Scratch that promise
In the spring of 2003, newly-installed Treasurer Tim Cahill wanted to boost the take from the state's insanely successful lottery - and that meant advertising. But ad spending had been nixed some years earlier by former Senate president Tom Birmingham, who had seen his constituents blowing thousands of dollars they couldn't afford on scratch tickets.
Cheap and plentiful, scratch tickets are the lottery's crack cocaine: Go to the store, pick a shiny ticket, scratch, feel the rush, win or lose, pick another shiny ticket, repeat.
The people who buy the most scratch tickets come from hard places, like Birmingham's Chelsea. They're blue-collar workers or poor. For some of them, the fast highs are habit-forming.
After Birmingham left the State House, Cahill assured still-skittish legislators that the millions of dollars he was asking for would be used to bring new players into the lottery, rather than to target scratch ticket buyersHe told them he'd grow revenues by raising awareness of big jackpot games which tend to attract more casual, middle-class players.
So Cahill got his ad money.
What did he spend it on? Was the treasurer true to his word?
Not quite, according to figures his office sent me.
Since 2004, a distressingly large chunk of the lottery ad budget has gone to promoting scratch tickets. And Cahill's advertising has focused on scratch ticket players even more heavily in the past couple of years, as the lottery's net revenues have slid. He devoted a quarter of his first ad budget - $1.3 million - to selling scratch tickets. He pulled back in 2005, spending $830,000 of his $10 million budget to advertise them, but stepped it up again starting in 2006. In 2007, scratch tickets' share of the ad budget jumped to 18 percent.
Last year, Cahill directed a whopping $3 million - 31 percent of the ad budget - to the instant games, including promoting a new $20 scratch ticket.
Lottery marketing director Diane Anderson says the more expensive ticket brings in new players and the advertising - on TV, in newspapers, and on websites, including Boston.com, is aimed at people who don't usually buy scratch tickets.
Maybe, but it's also reaching the others. Habitual scratchers - especially hard-core players drawn to games with better odds - see those ads and scoop up $20 Billion Dollar Bonanza tickets, too.
This year, Cahill is on track to spend $2.45 million - a quarter of his advertising budget - promoting scratch tickets.

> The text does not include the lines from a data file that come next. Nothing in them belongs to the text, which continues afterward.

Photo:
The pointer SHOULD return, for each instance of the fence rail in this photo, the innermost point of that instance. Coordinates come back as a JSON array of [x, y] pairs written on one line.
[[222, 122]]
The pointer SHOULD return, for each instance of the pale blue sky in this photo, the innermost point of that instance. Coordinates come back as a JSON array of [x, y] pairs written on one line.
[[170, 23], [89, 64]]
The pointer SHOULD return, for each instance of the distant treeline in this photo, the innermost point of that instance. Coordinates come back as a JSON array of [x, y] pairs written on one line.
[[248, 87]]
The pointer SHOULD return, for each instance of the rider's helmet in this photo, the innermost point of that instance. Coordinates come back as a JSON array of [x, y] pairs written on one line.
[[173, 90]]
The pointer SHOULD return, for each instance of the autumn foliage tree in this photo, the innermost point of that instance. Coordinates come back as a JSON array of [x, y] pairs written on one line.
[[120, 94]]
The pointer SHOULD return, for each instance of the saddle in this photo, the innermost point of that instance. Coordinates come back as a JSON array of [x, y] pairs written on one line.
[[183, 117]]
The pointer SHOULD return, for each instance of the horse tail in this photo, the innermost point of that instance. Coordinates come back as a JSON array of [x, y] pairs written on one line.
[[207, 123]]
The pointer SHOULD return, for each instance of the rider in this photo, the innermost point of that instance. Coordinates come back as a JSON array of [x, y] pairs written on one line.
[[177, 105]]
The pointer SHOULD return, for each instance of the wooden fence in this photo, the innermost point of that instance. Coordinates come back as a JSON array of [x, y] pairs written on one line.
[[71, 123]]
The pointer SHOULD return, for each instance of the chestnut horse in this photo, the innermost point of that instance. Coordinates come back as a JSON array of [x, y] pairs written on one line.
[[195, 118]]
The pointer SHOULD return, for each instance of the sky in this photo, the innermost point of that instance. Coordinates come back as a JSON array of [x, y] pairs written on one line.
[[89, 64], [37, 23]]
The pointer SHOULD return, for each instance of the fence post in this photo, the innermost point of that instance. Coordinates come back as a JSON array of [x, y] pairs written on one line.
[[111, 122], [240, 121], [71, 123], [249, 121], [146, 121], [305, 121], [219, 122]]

It's not what he said he'd do.
All of the money he has spent on advertising - $55 million since 2004 - has grown the lottery's bottom line. But that haul is as dependent on scratch tickets now as it was back then: the lottery's most addictive game has made up 70 percent of the take as long as Cahill has been treasurer, according to his figures.
Cahill wouldn't talk to me about any of this.
The treasurer is in a tough spot. He is judged by how much money his lottery brings in. But times get tough, and inevitably, the take drops. To maintain the cash flow cities and towns depend on, he has little choice but to lean more heavily on the most reliable players.
So we're making our way on the backs of those who can least afford it. This is what happens when a state stakes its fortunes on gambling. And now Cahill and other state leaders are talking about going even farther down that road with slot machines - as addictive as scratch tickets.
The last thing this state needs is to get more deeply hooked on gambling revenue. It's a shamefully regressive form of taxation, and an unreliable one at that.
But like addicts who refuse to take that first step into recovery, Cahill and the rest of them refuse to admit they have a problem.